Der Präsident lasse sich in Verhandlungen über den Abzug von den Taliban gängeln, der Abzug aus Afghanistan sei „einer der armseligsten amerikanischen Fehlschläge seit Jahrzehnten“, hieß es etwa im „Wall Street Journal“. Einen „spirituellen Sieg für Trumps ‚America First‘-Politik“ ortete gar die „Washington Post“. Biden verteidige trotzig und unflexibel eine unvorbereitet getroffene Entscheidung, von der ihm zahlreiche Fachleute und Verbündete abgeraten hätten, so der Tenor der Kritik.

Druck in den USA steigt

Doch das war noch vor dem tödlichen Anschlag von Donnerstag. Der Gewaltakt erhöht den innenpolitischen Druck auf Biden entschieden. Unmittelbar nach Bekanntwerden der Nachricht trafen erste Rücktrittsforderungen der Republikaner ein, der Ton verschärfte sich, und in diversen Medien und sozialen Netzwerken liefen die Debatten heiß – auch weil Biden bei der Würdigung der gestorbenen Soldaten seinen Kurs verteidigte. In den Reihen der Demokraten regte sich ebenfalls Unmut.

Emotionaler US-Präsident Joe Biden bei einer Pressekonferenez
Reuters/Jonathan Ernst
Biden würdigte am Donnerstag die gefallenen Soldaten – und pochte weiter auf seine Entscheidung

Die nächsten Tage dürften nun zum Drahtseilakt für Biden werden. Er warnte bereits zu Beginn der Woche vor einer möglichen Attacke und begründete den hastigen Abzug am Montag auch damit, dass das Risiko eines Terrorakts mit jedem Tag wachse. Die Befürchtungen bestätigten sich, die Gefahr ist aber nach wie vor nicht beseitigt. Die US-Armee rüstete für weitere Anschläge. Gleichzeitig steht Biden vor der Herausforderung, möglichst viele US-Bürger und Gefährdete aus dem Land zu bringen, damit diese nicht in Afghanistan stranden.

Rückhalt für Entscheidung, Groll über Umsetzung

Biden hatte sich in den vergangenen Tagen vehement hinter seinen Kurs gestellt und wiederholt betont, dass er die „endlosen Kriege der USA“ so rasch wie möglich beenden wolle.
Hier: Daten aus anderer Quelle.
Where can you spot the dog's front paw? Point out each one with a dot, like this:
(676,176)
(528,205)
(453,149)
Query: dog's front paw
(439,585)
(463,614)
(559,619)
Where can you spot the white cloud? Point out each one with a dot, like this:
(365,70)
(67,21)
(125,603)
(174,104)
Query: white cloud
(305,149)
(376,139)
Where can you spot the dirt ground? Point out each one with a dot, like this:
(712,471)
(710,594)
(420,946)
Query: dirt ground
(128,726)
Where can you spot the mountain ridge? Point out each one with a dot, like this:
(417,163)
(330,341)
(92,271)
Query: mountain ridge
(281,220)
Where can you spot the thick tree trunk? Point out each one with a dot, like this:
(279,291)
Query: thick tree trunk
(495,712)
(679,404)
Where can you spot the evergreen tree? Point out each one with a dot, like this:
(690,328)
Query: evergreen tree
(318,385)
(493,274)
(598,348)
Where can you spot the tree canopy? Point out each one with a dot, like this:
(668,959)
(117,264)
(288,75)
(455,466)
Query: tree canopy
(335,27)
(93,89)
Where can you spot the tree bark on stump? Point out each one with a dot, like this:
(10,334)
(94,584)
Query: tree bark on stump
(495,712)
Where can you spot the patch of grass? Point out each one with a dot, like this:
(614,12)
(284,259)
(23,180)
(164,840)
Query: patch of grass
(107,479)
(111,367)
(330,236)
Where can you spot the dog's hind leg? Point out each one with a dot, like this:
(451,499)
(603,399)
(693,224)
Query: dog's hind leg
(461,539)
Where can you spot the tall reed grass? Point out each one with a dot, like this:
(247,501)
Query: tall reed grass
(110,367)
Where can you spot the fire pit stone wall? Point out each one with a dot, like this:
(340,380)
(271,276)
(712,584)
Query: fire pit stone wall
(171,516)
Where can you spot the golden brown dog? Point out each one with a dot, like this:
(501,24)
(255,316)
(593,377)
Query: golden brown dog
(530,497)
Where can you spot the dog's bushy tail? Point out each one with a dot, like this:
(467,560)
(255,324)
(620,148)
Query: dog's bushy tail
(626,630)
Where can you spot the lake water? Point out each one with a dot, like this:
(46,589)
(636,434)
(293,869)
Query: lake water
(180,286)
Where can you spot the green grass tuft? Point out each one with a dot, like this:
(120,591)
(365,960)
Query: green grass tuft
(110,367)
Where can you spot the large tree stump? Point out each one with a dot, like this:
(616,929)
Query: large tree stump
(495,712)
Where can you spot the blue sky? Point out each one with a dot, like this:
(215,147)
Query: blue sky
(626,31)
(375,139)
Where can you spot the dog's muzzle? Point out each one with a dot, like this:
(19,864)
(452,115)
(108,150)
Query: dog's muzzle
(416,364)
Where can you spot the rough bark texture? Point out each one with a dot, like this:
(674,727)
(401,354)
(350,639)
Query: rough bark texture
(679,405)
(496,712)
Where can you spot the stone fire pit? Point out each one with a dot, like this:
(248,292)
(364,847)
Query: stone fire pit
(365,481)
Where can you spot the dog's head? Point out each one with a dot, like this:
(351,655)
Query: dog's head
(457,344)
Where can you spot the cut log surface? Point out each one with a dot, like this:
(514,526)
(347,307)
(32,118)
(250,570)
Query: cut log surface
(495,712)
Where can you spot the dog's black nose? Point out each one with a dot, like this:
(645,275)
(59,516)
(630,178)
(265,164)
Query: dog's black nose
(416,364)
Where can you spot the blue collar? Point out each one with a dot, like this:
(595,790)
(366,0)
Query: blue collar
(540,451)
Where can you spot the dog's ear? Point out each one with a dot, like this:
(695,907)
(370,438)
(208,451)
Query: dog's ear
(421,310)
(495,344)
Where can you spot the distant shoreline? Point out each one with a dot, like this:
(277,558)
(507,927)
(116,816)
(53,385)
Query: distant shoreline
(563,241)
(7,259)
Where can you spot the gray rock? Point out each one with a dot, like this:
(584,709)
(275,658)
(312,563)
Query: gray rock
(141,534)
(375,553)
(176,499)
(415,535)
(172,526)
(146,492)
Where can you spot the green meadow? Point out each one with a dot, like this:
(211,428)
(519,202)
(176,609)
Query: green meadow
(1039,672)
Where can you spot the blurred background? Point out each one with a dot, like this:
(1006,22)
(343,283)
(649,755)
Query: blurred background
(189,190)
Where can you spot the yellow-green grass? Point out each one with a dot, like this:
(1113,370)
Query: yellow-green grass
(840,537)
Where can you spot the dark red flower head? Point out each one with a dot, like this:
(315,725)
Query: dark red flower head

Man wolle nicht weitere Tausende amerikanische Leben aufs Spiel setzen, um Afghanistan zu vereinigen, so Biden noch vor dem Anschlag. Die Stimmung in den USA gab ihm dabei im Grunde recht: Der Abzug aus Afghanistan nach 20-jährigem US-Einsatz wird von einer deutlichen Mehrheit von 63 Prozent befürwortet. Die Umfragewerte bewegen sich bereits seit Jahren auf diesem Niveau, der Einsatz ist schon lange unpopulär.

Bidens Narrativ wackelt

Doch das sich nun entfaltende Chaos und die zu beklagenden Toten ändern die Lage – nicht zuletzt, weil sie Bidens großes Narrativ infrage stellt und Erwartungen enttäuscht. Bis dato hatte sich Biden stets als Gegenprogramm zu seinem Vorgänger Trump positioniert, der den US-Abzug aus Afghanistan eingeleitet hatte. Empathie und die Abkehr von Trumps „America First“-Strategie wurden als Eckpfeiler von Bidens Politik beworben. Zudem hatte Biden stets betont, die USA müssten wieder auf die „Weltbühne“ zurückkehren, sich für Demokratie und Menschenrechte einsetzen und transatlantische Bündnisse stärken.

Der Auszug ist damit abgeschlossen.